In this issue of Infectious Diseases and Clinical Microbiology, the study from Mesa del Castillo-Payá et al. compares the clinical and evolutionary characteristics of patients with IE with and without a diagnosis of concomitant neoplasia.2 Although this is a retrospective, single-centre study, the results are similar to those of another recently published, prospective, multicentre study with the same objective.3 Compared with the rest of the series, the incidence of Staphylococcus aureus infection and health care-related IE (particularly associated with the use of vascular catheters) was higher among neoplastic patients. This group were also less likely to receive surgery and presented a higher in-hospital mortality rate. Oncology patients are doubly at risk for IE for 2 reasons: they frequently undergo invasive therapies and the neoplastic disease itself can act as a portal of entry for infection. This is why it is so important to reiterate the need to systematically search for the focus of infection in all cases of IE. This will not only prevent recurrence of the disease but can also help diagnose a potentially curable neoplasia, as shown by the recently described association between enterococcal IE and colorectal adenomas.4 Bearing in mind the significant increase in recent decades in the average age of patients presenting Enterococcus spp. infection, which is the third most common cause of IE, it is important to consider this association.

In the study in question, fewer cancer patients underwent valve surgery.2 Unfortunately, the authors did not stratify surgery and mortality according to the degree of extension of the neoplasia or the functional status of the patient, both of which could contribute to therapeutic decision-making.
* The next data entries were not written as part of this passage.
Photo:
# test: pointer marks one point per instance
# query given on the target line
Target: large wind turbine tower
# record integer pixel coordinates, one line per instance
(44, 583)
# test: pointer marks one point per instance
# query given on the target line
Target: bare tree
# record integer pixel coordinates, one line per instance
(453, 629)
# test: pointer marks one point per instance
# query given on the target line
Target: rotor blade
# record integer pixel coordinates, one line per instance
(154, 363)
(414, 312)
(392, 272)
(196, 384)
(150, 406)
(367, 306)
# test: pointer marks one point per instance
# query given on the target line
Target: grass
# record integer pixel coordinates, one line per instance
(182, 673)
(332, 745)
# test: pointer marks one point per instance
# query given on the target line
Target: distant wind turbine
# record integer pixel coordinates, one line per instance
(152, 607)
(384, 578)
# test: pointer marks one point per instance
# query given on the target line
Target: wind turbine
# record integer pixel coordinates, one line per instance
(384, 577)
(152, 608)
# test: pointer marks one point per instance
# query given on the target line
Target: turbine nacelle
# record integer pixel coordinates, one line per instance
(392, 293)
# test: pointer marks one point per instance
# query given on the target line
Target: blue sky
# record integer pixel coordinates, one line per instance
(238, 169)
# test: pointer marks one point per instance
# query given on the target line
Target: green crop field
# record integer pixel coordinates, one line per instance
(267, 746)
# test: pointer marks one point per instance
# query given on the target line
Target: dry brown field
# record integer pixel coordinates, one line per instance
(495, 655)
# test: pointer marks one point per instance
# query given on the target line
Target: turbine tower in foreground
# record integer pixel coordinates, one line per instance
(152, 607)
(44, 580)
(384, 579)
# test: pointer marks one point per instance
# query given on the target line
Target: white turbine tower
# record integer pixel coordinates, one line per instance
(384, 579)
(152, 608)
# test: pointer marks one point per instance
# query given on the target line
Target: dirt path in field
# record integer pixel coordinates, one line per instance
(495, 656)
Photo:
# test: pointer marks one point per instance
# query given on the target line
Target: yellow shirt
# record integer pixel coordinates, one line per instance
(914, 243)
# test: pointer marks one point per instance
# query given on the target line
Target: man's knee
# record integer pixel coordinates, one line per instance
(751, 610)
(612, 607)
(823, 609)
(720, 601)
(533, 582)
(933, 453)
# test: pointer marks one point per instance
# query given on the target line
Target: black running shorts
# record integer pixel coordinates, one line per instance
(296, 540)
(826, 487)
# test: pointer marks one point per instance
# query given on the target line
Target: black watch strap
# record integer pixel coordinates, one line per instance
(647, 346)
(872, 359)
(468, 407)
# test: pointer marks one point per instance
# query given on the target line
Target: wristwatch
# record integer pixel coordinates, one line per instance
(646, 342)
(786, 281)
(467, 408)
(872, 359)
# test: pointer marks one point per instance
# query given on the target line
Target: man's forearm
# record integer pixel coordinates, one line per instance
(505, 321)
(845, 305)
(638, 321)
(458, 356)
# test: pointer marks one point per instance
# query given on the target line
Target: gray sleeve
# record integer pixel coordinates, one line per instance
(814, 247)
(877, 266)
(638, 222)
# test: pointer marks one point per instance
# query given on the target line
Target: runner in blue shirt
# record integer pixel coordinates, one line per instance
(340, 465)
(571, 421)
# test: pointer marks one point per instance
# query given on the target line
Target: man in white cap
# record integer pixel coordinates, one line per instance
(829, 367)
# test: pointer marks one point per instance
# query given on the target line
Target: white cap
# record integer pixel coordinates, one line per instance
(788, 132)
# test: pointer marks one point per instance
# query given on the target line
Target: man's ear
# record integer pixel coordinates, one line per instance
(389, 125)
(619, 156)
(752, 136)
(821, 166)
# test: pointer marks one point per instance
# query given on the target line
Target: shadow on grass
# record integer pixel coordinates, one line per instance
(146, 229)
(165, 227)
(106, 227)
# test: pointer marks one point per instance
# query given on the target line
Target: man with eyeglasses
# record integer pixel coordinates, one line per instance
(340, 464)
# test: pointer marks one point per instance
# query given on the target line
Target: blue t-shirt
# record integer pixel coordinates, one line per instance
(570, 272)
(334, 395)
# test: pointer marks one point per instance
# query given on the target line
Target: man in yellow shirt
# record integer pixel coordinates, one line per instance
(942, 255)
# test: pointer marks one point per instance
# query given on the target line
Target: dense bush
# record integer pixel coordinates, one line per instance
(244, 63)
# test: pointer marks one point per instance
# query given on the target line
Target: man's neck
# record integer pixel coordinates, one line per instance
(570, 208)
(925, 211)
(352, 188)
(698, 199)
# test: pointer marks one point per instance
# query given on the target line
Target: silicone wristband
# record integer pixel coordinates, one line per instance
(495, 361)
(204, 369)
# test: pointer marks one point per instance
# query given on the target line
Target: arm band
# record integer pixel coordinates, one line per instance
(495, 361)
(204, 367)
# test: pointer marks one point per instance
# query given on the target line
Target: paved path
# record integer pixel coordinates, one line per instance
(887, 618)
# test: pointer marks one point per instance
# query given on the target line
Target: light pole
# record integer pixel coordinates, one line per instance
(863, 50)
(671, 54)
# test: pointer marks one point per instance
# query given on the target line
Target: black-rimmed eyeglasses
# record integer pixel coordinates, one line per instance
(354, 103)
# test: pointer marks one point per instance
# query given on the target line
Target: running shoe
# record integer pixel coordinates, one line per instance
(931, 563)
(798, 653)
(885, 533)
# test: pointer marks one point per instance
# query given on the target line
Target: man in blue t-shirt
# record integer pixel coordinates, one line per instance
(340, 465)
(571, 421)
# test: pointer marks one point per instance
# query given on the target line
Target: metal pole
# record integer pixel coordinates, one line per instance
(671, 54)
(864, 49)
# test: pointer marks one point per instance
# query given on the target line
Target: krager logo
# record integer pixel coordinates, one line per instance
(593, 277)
Be that as it may, the heterogeneity of IE patients evidently calls for individualised decisions.

TAVI patients represent a new population at risk of endocarditis. This population is, generally speaking, elderly (median of 80 years) with a high incidence of enterococcal and staphylococcal infections.5 The evidence available to date suggests that the incidence of IE in TAVI patients could be similar to that in individuals with conventional prosthetic valves. However, long-term follow-up of this population is needed to confirm this hypothesis and identify the differential characteristics of these patients and of the materials used in the valves, since some types of valve have been associated with a higher incidence of IE.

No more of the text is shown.